Amateur musicians have the luxury of thinking about the music only. Professionals? We’ve chosen to enter the music business. We need to have business on our mind. Long after we’ve internalized the sound of a diminished scale over a flatted ninth, we need to think about marketing, booking, promoting. About making a living .

The choice to become a professional musician implies this goal: to generate a livelihood through our art. (I’ve discussed this at Pianobabbler.com November 09 2008, January 11 2009, May 17 2010.)

There are two parts to the goal. First part: the livelihood. Making money. Inconvenient truth: we need money to live. How do we make money? By persuading, asking, seducing people to pay for our music. How? Marketing.

There are many ways to market. Publicists. Social media. Social organizations. Advertising. Blogs. Websites. Email. Phone calls. Publicity stunts (remember the singer Bernard LaChance, who stood on the street selling tickets to his Massey Hall show? He ended up on Oprah. Got a huge industry contract, too.)

The method matters less than the intent. You have to commit to fashioning a strategy aimed at bringing your name to the public’s attention, and attracting them to your shows. Commit, then execute. Then persist.

Commit, execute, persist. You may start a Facebook campaign. Or Twitter.

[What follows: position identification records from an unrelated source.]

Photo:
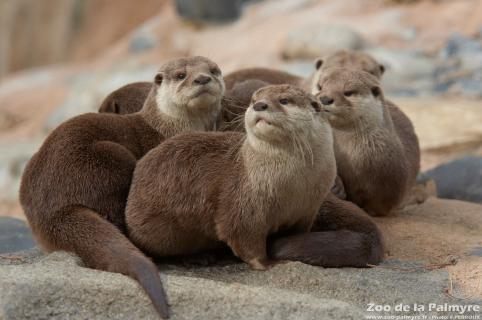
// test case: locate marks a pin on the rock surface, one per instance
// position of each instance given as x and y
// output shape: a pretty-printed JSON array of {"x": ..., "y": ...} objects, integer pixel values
[
  {"x": 312, "y": 41},
  {"x": 15, "y": 235},
  {"x": 459, "y": 179},
  {"x": 433, "y": 259},
  {"x": 56, "y": 287}
]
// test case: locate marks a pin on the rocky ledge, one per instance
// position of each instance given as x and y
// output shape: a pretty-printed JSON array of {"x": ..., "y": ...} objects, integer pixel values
[{"x": 434, "y": 260}]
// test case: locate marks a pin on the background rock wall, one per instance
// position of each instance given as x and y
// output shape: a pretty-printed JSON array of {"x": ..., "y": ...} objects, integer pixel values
[{"x": 39, "y": 32}]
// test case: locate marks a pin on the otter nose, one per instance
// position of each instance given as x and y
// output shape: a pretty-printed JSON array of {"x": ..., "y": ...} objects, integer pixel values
[
  {"x": 202, "y": 79},
  {"x": 326, "y": 100},
  {"x": 260, "y": 106}
]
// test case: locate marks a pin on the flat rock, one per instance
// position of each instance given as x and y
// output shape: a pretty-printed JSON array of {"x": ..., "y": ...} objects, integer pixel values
[
  {"x": 444, "y": 124},
  {"x": 434, "y": 256},
  {"x": 459, "y": 179},
  {"x": 15, "y": 235},
  {"x": 57, "y": 287}
]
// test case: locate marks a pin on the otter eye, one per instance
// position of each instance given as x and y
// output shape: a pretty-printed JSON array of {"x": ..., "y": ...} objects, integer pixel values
[
  {"x": 376, "y": 91},
  {"x": 158, "y": 79},
  {"x": 316, "y": 106}
]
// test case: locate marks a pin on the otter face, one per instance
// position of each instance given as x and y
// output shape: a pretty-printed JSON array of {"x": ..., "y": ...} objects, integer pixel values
[
  {"x": 277, "y": 113},
  {"x": 349, "y": 60},
  {"x": 350, "y": 98},
  {"x": 189, "y": 85}
]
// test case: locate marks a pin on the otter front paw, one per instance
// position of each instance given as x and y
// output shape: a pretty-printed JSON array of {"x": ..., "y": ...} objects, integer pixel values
[{"x": 261, "y": 264}]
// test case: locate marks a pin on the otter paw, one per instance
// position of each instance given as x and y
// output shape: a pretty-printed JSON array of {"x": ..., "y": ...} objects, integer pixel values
[{"x": 261, "y": 264}]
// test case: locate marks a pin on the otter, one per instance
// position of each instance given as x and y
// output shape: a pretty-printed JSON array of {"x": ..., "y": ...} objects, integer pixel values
[
  {"x": 377, "y": 151},
  {"x": 242, "y": 83},
  {"x": 127, "y": 99},
  {"x": 198, "y": 192},
  {"x": 74, "y": 189}
]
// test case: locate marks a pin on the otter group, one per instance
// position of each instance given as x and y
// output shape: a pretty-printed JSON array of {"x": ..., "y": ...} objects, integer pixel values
[{"x": 143, "y": 177}]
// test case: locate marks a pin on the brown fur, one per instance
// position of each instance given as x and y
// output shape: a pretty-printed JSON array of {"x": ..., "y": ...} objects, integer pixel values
[
  {"x": 74, "y": 189},
  {"x": 198, "y": 192},
  {"x": 377, "y": 160},
  {"x": 242, "y": 83},
  {"x": 343, "y": 235},
  {"x": 127, "y": 99}
]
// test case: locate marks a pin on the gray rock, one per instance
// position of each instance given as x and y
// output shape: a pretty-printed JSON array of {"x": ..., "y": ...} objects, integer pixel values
[
  {"x": 13, "y": 158},
  {"x": 89, "y": 89},
  {"x": 301, "y": 68},
  {"x": 209, "y": 10},
  {"x": 458, "y": 44},
  {"x": 142, "y": 42},
  {"x": 56, "y": 287},
  {"x": 459, "y": 179},
  {"x": 15, "y": 235},
  {"x": 469, "y": 87},
  {"x": 408, "y": 72},
  {"x": 312, "y": 41}
]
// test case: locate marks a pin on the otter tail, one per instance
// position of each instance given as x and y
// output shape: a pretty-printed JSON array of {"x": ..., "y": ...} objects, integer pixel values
[
  {"x": 344, "y": 236},
  {"x": 102, "y": 246}
]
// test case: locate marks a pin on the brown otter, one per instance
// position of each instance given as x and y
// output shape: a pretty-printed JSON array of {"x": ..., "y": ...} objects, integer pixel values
[
  {"x": 74, "y": 189},
  {"x": 242, "y": 83},
  {"x": 377, "y": 152},
  {"x": 198, "y": 192},
  {"x": 343, "y": 235},
  {"x": 127, "y": 99}
]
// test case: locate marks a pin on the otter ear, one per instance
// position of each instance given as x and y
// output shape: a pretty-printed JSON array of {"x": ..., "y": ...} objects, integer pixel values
[
  {"x": 318, "y": 63},
  {"x": 316, "y": 106},
  {"x": 376, "y": 91},
  {"x": 158, "y": 79},
  {"x": 382, "y": 68}
]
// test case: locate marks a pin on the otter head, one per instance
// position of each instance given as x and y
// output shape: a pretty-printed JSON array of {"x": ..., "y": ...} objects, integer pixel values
[
  {"x": 189, "y": 88},
  {"x": 281, "y": 113},
  {"x": 351, "y": 98},
  {"x": 346, "y": 59}
]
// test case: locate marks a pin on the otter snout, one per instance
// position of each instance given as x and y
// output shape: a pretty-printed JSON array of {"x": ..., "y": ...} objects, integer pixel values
[
  {"x": 325, "y": 100},
  {"x": 202, "y": 79},
  {"x": 260, "y": 106}
]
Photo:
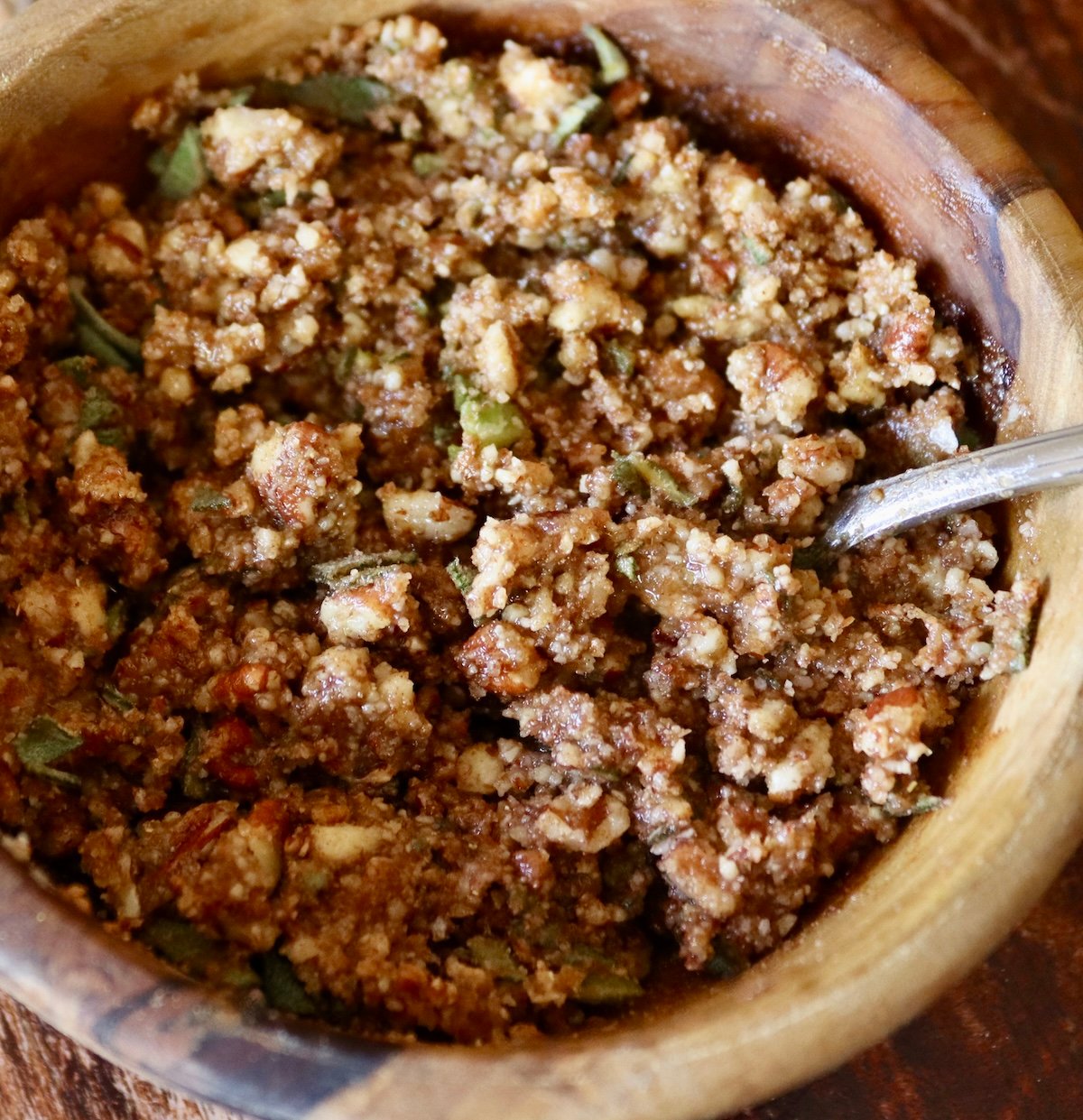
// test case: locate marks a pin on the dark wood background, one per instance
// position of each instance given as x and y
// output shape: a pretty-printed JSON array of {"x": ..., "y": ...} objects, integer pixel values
[{"x": 1007, "y": 1044}]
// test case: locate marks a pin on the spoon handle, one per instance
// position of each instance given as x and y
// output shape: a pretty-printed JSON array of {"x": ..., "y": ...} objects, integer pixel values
[{"x": 960, "y": 483}]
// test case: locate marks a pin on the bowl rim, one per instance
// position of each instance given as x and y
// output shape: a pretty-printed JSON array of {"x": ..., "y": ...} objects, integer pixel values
[{"x": 270, "y": 1068}]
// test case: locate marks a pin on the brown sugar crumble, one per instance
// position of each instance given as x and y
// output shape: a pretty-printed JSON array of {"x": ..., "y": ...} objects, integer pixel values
[{"x": 399, "y": 514}]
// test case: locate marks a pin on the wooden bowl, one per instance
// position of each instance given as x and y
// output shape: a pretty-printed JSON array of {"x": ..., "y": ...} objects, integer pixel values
[{"x": 832, "y": 88}]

You may start an email list (a big fat one is a really good idea.) Or develop a sticky website, bursting with cool. Post video. Post audio. Volunteer somewhere and talk up what you do. The possibilities vary without end. There is no right one. Only the one that works.

Commit, execute, persist. Because you need to get people out. If you don’t, the club owner, the theatre producer, the concert promoter lose money. You walk away with some dough. They never call again. They associate your name with being broke. Which they do not want to be. Nor do you. Hence the need for you to get people out.

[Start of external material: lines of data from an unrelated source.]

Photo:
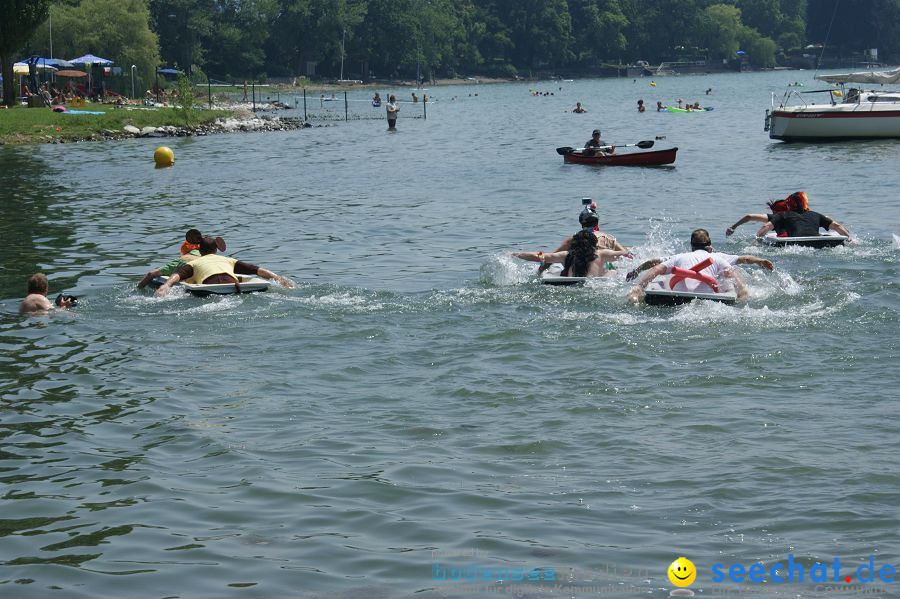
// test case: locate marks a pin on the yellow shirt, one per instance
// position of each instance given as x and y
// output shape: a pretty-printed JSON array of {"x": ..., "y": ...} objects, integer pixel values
[{"x": 209, "y": 265}]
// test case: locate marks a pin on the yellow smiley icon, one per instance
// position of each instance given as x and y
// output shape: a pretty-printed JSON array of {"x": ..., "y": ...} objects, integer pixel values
[{"x": 682, "y": 572}]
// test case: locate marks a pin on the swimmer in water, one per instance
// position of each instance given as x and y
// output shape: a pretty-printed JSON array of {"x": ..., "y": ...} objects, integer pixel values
[{"x": 582, "y": 259}]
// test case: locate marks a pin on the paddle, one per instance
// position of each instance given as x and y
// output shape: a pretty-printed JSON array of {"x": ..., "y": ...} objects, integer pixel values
[{"x": 641, "y": 144}]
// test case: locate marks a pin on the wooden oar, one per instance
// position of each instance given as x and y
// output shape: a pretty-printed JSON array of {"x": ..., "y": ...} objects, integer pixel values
[{"x": 641, "y": 144}]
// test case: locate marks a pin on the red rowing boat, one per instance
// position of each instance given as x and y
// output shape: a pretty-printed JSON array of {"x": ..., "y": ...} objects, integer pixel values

And get out yourself. Go listen. To your friends. Your teachers. Players you don’t know. Being someone another musician gets out, enhances your chances that others will be people you get out.

Which brings us to the second goal in becoming professional musicians: our art.

If you just want to make music, pure music, save yourself the hassle. Become a lawyer, play at home. But if the driving impulse is to share your art, the people have to be there to hear you. Every working musician knows that playing to an empty room takes the energy, and much joy, out of the music.

So getting people out is not just a money thing. It’s a profound art thing as well. The music has less meaning without them.

“But that’s unfair! Advertising is someone else’s job. I shouldn’t have to get the audience out. I should just be able to concentrate on the music.”

Dream on. Generate enough music revenue to pay a marketing team, and you can outsource the task. Otherwise, as Chuck Close says, just get up and go to work. Most of us working musicians do exactly that.

And that’s OK. Balancing art and commerce demands vision and skill. If you engage with that balancing act, our art can thrive. Many of the greatest musicians- from Bach to Sinatra to Ray Charles -have succeeded in this way. You can too.